So the one last thing we have to do is show that our general case formula
agrees with our special case formula, where our special case formula
was when all the messages had equal probability.
So let me give our general case formula, again.
If x is a message source, then the information content of that message
source is equal to the sum from i = 1 to m---that is, we're going to sum
up all these terms of the probability of message i times the log base 2
of the probability of message i. That was our original, general formula.
Ok, now, what if we have all messages have equal probability? That means
that the probabilities are just equal to 1/m! So if there's two messages,
each one has probability 1/2, if there's three, each has probability 1/3,
and so on. So, in that case, H(x) = - sum from i = 1 to m of, well, p-sub-i
is 1/m, times log base 2 of 1/m, and if we sum up this m-times, it's just
going to be this plus this plus this m times---that's going to get rid of the
1/m term---so that's going to be equal to - log base 2 of 1/m---well, - log
base 2 of 1/m is just equal to log base 2 of m, using our log rules, and that's
the same that we had in our special case, when all the probabilities were
equal.
So, stepping back, the reason Shannon wanted to do all this measuring
of information content was for the purpose of coding and, in general,
for optimal coding of signals that go over telephone wires. He showed
that the information content, as defined earlier, gives the average number
of bits that it takes to encode a message, say, a signal over a telephone
line, from a given message source, given an optimal coding---and Shannon's
original paper, which was turned into a book, shows that rigorously mathematically.
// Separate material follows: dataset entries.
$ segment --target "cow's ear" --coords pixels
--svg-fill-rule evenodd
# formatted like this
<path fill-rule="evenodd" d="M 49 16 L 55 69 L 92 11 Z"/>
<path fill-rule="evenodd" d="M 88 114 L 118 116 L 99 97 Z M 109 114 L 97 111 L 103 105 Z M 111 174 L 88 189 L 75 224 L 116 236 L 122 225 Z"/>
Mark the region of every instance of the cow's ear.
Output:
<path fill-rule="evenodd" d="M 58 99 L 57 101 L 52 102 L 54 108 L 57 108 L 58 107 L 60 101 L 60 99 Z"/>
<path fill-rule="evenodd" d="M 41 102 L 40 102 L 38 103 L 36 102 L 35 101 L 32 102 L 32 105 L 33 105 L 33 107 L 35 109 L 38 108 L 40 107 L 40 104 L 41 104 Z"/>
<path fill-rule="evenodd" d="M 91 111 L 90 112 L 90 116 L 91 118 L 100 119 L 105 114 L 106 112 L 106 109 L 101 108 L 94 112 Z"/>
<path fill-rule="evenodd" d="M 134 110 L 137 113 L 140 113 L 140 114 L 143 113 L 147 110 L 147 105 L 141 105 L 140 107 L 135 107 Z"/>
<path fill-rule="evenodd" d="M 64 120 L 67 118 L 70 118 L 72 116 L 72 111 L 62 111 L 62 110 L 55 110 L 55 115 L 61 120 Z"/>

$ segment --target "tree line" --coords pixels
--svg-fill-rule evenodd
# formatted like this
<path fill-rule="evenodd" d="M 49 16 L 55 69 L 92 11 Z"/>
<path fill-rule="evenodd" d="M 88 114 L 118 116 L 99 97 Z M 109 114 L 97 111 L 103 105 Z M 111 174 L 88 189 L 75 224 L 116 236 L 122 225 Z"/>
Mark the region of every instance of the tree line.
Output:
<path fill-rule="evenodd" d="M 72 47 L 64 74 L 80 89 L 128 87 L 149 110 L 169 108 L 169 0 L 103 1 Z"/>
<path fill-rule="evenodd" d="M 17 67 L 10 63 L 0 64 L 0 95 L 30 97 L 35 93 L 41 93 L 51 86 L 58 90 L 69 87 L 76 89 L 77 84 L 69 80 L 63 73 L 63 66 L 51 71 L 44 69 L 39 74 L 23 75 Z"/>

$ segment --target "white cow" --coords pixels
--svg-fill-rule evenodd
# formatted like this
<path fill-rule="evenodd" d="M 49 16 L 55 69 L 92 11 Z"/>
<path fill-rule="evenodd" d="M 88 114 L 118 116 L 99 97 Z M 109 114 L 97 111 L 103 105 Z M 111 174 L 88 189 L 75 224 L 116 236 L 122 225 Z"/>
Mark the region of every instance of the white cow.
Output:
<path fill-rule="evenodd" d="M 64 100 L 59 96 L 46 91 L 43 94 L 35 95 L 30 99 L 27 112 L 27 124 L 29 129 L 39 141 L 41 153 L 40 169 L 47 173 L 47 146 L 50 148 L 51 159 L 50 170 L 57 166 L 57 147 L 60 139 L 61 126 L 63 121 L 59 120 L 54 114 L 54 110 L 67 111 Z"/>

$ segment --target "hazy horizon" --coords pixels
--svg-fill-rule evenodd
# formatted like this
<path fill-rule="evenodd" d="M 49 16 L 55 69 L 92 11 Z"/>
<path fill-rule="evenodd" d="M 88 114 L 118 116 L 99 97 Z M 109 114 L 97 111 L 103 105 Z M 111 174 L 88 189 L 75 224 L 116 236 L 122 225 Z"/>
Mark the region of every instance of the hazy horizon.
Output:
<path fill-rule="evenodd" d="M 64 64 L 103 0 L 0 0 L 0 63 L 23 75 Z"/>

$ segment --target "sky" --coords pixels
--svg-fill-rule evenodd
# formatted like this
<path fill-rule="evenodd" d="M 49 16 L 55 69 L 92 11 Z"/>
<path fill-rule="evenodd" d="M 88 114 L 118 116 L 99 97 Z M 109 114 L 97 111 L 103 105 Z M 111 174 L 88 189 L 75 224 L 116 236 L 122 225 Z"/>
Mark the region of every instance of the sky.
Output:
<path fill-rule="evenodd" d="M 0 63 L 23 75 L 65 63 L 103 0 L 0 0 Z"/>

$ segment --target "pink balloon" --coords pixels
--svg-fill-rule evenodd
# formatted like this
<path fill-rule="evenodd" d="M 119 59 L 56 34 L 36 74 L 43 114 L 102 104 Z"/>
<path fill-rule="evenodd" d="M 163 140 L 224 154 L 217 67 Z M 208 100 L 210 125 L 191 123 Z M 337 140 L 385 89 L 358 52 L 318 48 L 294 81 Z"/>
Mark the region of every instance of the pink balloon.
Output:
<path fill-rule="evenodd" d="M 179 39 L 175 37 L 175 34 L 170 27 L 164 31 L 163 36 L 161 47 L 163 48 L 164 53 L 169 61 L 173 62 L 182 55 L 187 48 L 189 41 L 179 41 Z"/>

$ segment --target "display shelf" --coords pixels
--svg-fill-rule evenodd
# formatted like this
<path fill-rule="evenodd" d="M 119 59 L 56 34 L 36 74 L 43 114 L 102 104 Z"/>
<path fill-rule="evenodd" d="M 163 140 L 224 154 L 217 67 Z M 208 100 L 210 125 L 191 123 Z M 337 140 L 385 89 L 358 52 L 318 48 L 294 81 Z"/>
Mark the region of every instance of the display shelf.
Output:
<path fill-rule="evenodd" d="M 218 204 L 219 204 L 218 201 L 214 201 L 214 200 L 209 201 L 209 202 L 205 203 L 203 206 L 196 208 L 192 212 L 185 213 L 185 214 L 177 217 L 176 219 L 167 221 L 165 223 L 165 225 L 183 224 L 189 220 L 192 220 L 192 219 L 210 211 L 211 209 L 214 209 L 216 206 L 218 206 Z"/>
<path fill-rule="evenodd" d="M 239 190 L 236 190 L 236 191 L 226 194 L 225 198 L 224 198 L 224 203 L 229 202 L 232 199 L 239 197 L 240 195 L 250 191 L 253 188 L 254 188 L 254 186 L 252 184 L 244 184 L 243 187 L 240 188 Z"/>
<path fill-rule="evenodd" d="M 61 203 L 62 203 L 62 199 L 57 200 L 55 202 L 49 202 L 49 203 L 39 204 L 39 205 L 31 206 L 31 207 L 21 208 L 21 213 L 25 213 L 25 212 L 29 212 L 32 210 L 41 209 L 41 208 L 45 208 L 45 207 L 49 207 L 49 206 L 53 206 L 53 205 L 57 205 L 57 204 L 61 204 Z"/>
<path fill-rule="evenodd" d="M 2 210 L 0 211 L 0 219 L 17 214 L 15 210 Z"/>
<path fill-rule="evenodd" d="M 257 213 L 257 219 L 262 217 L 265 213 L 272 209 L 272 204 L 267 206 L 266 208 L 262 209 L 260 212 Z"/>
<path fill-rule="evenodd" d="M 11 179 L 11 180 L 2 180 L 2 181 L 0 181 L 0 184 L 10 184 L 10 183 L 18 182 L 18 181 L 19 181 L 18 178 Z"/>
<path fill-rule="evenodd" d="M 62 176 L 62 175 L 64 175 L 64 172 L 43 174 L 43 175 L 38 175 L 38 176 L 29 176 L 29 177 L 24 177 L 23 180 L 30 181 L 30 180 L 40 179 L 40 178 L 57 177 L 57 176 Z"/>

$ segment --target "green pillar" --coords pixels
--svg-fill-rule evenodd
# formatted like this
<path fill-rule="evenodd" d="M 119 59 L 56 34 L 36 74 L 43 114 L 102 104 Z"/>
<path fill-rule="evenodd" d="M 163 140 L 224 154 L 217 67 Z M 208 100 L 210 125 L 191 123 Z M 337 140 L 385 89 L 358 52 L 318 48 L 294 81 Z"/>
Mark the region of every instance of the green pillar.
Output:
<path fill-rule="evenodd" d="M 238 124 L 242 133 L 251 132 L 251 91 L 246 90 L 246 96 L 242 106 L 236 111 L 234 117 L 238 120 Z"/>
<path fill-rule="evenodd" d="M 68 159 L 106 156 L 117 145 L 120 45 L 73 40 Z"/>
So the idea is that you have a particular set of messages, that have particular
probabilities that you've measured. You can find the optimal number
of bits that it would take to encode each message on average, and this
basically gives the amount of compressability of the text---the higher the
information content, the less compressable. So if you're interested in
going further with this, you can google the notion of Huffman coding, which
shows how to do optimal compression. I'm not going to talk more about
this during this course, but it's a really interesting and important area that's
affected our ability, in general, to use technologies such as telephone communication,
internet communication, and so on, so it's extremely important.
Finally, I want to say a few words about the notion off meaning with
respect to Shannon information content.
You probably noticed that Shannon information content, while it's about
probabilities and numbers of messages produced by a message source,
it has nothing to say about the meaning of the messages, the meaning
of the information, what function it might have for the sender or the
receiver. Really, the meaning of information comes from information processing,
that is what the sender or receiver *does* upon sending or receiving
a message. We're going to talk about this in detail in unit 7, when we talk
about models of self-organization, and how self-organizing systems
process information, in order to extract meaning.